I've been really interested in utilising ModSquad, an example patch for MaxMSP for ways other than remixing Amen Breaks, so I recorded four different sounds (a road, a sink full of water, and two tracks of me making mouth sounds). I paulstretched the road sounds in Audacity, while the rest were chucked straight into ModSquad. When in ModSquad, I mapped the "beats per loop", "bpm", "quick tempo", "pitch bend" and the volume to different knobs and played around for about 7 minutes for each track. I really enjoyed playing with knobs (insert funny joke here) when it comes to MaxMSP, it feels like a way to get away from the keyboard and tuning and it also just sounds wacky and fun, which I enjoy.

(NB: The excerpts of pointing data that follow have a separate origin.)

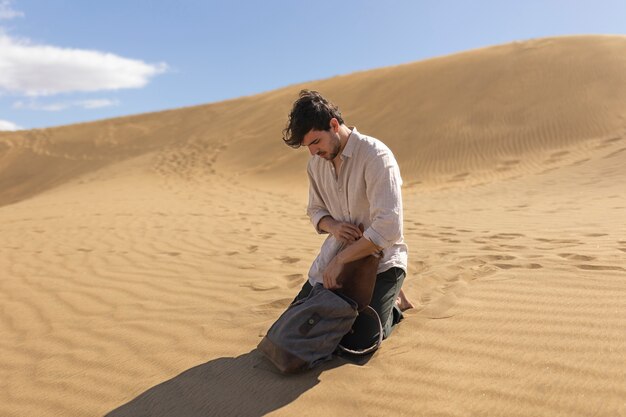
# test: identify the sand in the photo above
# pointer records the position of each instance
(143, 258)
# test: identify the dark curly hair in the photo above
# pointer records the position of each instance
(309, 111)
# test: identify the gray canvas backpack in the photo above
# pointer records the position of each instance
(309, 331)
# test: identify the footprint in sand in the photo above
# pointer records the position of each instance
(294, 280)
(506, 236)
(260, 286)
(524, 266)
(600, 267)
(576, 257)
(288, 260)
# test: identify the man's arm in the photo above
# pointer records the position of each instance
(342, 231)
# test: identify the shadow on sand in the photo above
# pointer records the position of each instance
(247, 385)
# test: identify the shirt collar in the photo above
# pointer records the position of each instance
(351, 145)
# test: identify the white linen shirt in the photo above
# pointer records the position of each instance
(367, 191)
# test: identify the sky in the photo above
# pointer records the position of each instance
(70, 61)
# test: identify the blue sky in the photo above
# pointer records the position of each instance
(69, 61)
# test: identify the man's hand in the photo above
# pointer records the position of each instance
(342, 231)
(331, 273)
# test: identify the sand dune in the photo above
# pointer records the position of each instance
(143, 257)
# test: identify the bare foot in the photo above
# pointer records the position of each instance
(402, 302)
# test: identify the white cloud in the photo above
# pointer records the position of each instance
(98, 103)
(6, 125)
(7, 12)
(63, 105)
(43, 70)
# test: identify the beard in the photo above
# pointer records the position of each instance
(334, 151)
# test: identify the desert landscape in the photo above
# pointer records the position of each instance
(142, 258)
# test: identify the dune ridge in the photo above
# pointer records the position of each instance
(143, 257)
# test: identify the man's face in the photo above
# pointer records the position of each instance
(323, 143)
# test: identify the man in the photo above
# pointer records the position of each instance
(353, 179)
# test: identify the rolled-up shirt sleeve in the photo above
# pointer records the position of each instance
(316, 209)
(384, 192)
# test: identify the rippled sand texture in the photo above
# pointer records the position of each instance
(142, 258)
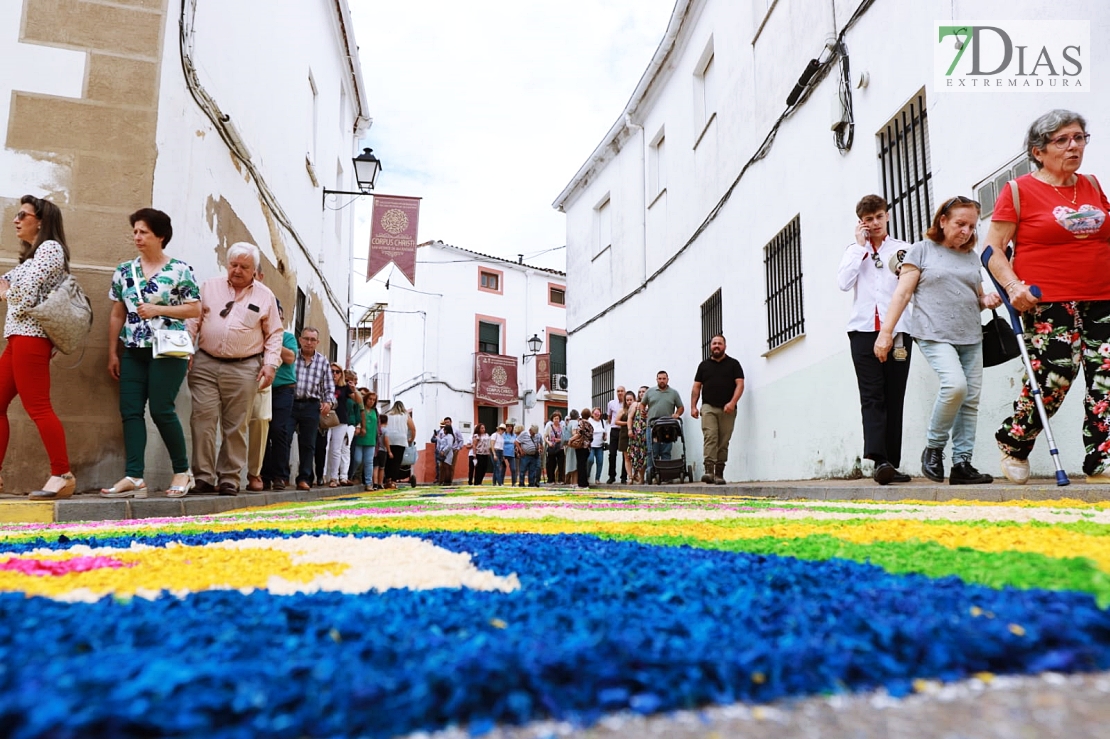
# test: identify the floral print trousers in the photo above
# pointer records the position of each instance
(1061, 337)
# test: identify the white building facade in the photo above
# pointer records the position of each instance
(229, 118)
(715, 204)
(424, 341)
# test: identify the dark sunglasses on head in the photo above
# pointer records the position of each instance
(962, 201)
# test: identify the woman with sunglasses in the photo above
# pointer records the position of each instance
(24, 365)
(1057, 219)
(152, 291)
(941, 274)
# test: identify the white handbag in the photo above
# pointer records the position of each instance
(165, 343)
(66, 314)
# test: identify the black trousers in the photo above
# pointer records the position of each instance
(582, 457)
(614, 441)
(881, 395)
(306, 421)
(556, 462)
(481, 467)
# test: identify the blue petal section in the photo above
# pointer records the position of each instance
(597, 626)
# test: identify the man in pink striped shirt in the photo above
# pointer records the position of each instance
(238, 352)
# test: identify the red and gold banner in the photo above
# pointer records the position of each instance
(543, 371)
(495, 380)
(393, 235)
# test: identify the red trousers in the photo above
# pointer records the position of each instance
(24, 371)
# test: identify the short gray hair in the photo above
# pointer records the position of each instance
(1046, 125)
(244, 249)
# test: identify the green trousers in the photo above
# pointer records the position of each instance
(145, 380)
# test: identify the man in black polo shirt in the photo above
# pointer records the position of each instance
(722, 377)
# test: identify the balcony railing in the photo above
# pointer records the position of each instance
(380, 384)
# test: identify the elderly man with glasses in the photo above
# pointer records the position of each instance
(312, 398)
(239, 338)
(869, 269)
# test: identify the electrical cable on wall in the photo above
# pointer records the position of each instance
(845, 132)
(223, 125)
(813, 77)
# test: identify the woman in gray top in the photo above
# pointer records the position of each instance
(941, 275)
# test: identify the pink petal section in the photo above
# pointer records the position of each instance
(56, 567)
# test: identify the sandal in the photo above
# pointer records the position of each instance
(181, 491)
(129, 487)
(64, 489)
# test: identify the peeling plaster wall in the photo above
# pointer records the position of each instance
(258, 67)
(103, 124)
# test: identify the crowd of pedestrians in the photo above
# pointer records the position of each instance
(254, 385)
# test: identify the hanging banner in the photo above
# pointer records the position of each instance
(543, 371)
(495, 380)
(393, 235)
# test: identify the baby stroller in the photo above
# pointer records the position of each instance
(667, 431)
(406, 472)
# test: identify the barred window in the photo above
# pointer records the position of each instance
(907, 172)
(603, 384)
(783, 267)
(488, 337)
(712, 323)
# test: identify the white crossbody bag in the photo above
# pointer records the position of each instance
(165, 343)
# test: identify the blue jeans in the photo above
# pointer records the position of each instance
(596, 458)
(530, 467)
(498, 467)
(959, 367)
(364, 456)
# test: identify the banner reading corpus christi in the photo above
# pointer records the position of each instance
(495, 380)
(393, 235)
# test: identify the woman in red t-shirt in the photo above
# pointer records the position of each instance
(1061, 239)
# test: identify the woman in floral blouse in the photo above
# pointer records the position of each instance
(152, 291)
(24, 365)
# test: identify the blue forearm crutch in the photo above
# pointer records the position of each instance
(1061, 477)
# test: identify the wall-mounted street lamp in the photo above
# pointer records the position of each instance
(366, 168)
(534, 345)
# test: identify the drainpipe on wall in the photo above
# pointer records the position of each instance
(643, 193)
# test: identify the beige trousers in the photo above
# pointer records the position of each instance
(223, 394)
(258, 431)
(716, 432)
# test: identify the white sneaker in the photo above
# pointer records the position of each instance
(1016, 471)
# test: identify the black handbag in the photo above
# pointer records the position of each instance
(999, 343)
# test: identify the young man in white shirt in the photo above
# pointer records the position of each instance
(869, 269)
(613, 410)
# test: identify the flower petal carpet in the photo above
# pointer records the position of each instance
(382, 615)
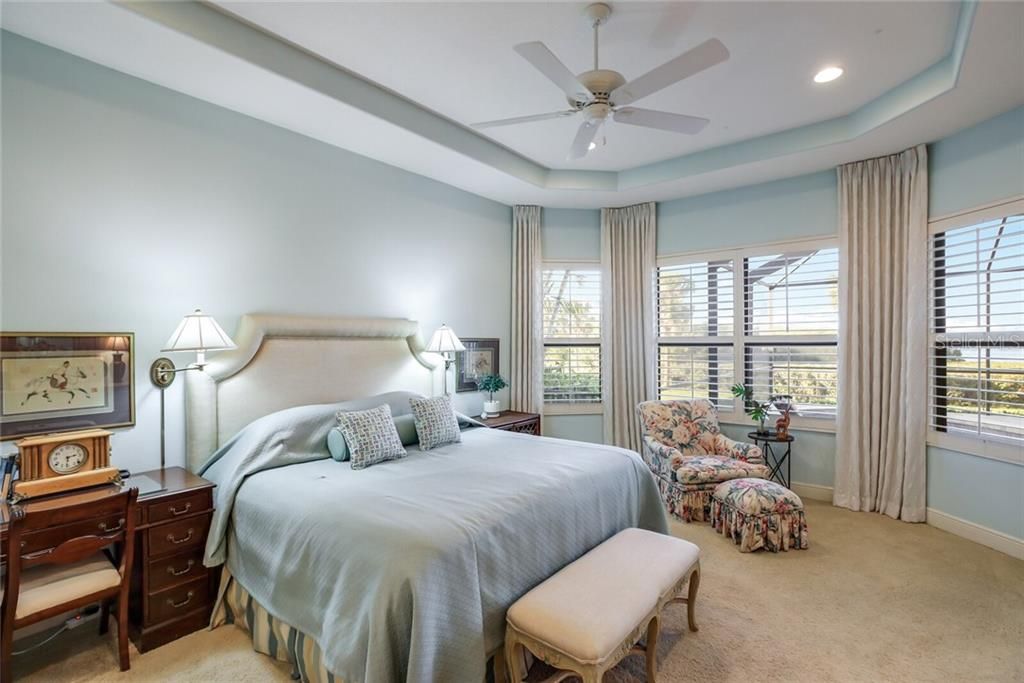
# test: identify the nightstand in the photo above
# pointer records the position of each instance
(172, 593)
(513, 421)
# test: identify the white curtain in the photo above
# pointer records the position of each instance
(628, 263)
(526, 381)
(883, 367)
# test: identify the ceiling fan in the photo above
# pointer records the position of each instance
(601, 92)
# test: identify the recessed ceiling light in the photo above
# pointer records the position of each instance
(827, 75)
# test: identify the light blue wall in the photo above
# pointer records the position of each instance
(985, 492)
(791, 209)
(978, 166)
(126, 205)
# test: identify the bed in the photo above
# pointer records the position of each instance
(402, 570)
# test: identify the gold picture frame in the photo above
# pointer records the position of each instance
(54, 382)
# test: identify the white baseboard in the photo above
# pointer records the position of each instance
(814, 492)
(987, 537)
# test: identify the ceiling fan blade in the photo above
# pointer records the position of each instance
(586, 134)
(705, 55)
(545, 61)
(677, 123)
(523, 119)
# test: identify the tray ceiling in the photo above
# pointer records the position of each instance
(400, 82)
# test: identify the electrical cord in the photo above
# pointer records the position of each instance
(42, 642)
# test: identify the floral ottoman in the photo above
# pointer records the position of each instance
(759, 514)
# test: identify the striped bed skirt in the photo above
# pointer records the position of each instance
(286, 643)
(269, 635)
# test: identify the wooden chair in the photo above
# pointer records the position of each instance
(72, 571)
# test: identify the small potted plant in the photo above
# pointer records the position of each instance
(491, 384)
(756, 409)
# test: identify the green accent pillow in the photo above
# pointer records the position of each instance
(406, 425)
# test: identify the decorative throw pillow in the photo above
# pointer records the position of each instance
(435, 421)
(371, 436)
(339, 450)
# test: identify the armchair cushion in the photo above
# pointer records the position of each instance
(738, 450)
(709, 469)
(690, 426)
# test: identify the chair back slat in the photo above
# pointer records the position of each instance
(68, 525)
(72, 550)
(50, 513)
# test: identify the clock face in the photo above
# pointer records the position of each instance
(68, 458)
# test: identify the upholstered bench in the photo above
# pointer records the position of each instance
(759, 514)
(591, 614)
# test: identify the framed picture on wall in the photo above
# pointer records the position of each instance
(480, 357)
(62, 381)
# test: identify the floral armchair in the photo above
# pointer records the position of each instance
(688, 454)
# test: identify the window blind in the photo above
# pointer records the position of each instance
(792, 328)
(977, 330)
(695, 325)
(571, 309)
(794, 294)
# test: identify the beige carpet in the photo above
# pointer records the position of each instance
(871, 600)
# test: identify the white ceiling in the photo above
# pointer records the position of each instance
(444, 66)
(457, 59)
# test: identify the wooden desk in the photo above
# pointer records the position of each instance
(172, 592)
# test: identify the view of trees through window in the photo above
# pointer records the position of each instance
(788, 318)
(978, 329)
(571, 309)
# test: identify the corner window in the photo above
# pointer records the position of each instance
(977, 327)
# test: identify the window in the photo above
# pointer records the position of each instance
(695, 350)
(779, 337)
(977, 326)
(792, 328)
(571, 335)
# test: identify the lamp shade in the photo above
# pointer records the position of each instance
(443, 341)
(199, 332)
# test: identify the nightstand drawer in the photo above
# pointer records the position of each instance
(178, 507)
(178, 601)
(175, 569)
(178, 537)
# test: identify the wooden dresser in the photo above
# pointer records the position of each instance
(172, 593)
(526, 423)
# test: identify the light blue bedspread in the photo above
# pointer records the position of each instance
(403, 571)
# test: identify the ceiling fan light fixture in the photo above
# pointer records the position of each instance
(828, 74)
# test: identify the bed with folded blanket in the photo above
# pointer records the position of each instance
(402, 571)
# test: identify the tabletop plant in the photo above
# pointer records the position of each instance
(491, 384)
(758, 410)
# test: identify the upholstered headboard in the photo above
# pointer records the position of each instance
(282, 361)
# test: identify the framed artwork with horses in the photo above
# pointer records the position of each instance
(64, 381)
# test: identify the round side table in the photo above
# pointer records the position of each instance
(775, 460)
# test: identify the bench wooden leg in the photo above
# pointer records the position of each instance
(513, 658)
(653, 630)
(691, 599)
(501, 675)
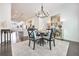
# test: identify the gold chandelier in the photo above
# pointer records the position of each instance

The beats per loop function, which signifies how many beats there are in a soundfile, when improvising around, can act as an interesting speed up or slow down function. From what I can gather, it sections off the soundfile into that number of beats. I'm not going to pretend that I understand all the complicated math behind it, but it is really good if you want to get to a specific part of the sound file. Say the file has a couple seconds of silence, if the beats per loop value is lowered, it skips quicker to the next part. Also, for pitched sounds, lowering the beats per loop give it that iconic sped up sound, like a VHS rewinding very quickly, which can be played with a lot.
The bpm function is similar to the beats per loop just in a more nuanced sense, and thus a change in input isn't that noticeable (to me at least). It is also a shame that due to me using a MIDI controller, the bpm can only go up to 127, which isn't that fast (again, to me at least). What is fun to pair it up with is the quick tempo function. Now I have almost zero clue how this functions (something to do with creating a tempo based on the beats per loop?), but the bpm function can override the quick tempo, and the quick tempo can override the bpm, and thus moving them both (often in different directions), the fight for control over the tempo between the two controls creates glitching effect, where the soundfile changes from one to another as quickly as it can handle. The flickering sound is used a lot throughout the various improvisations.
If the beats per loop is at zero, and the bpm is moved to another number, an oscillating sound will be created as the program attempts to split the soundfile into 0. The pitch can sadly not be altered, although playing around with the pitch bend does make it go all crackly.
After I recorded all four of the improvisations, I moved all of the tracks onto a REAPER project and added a slight bit of compression onto the master to even things all out. The name dirt soul means nothing, it was just on my list for potential cool song names.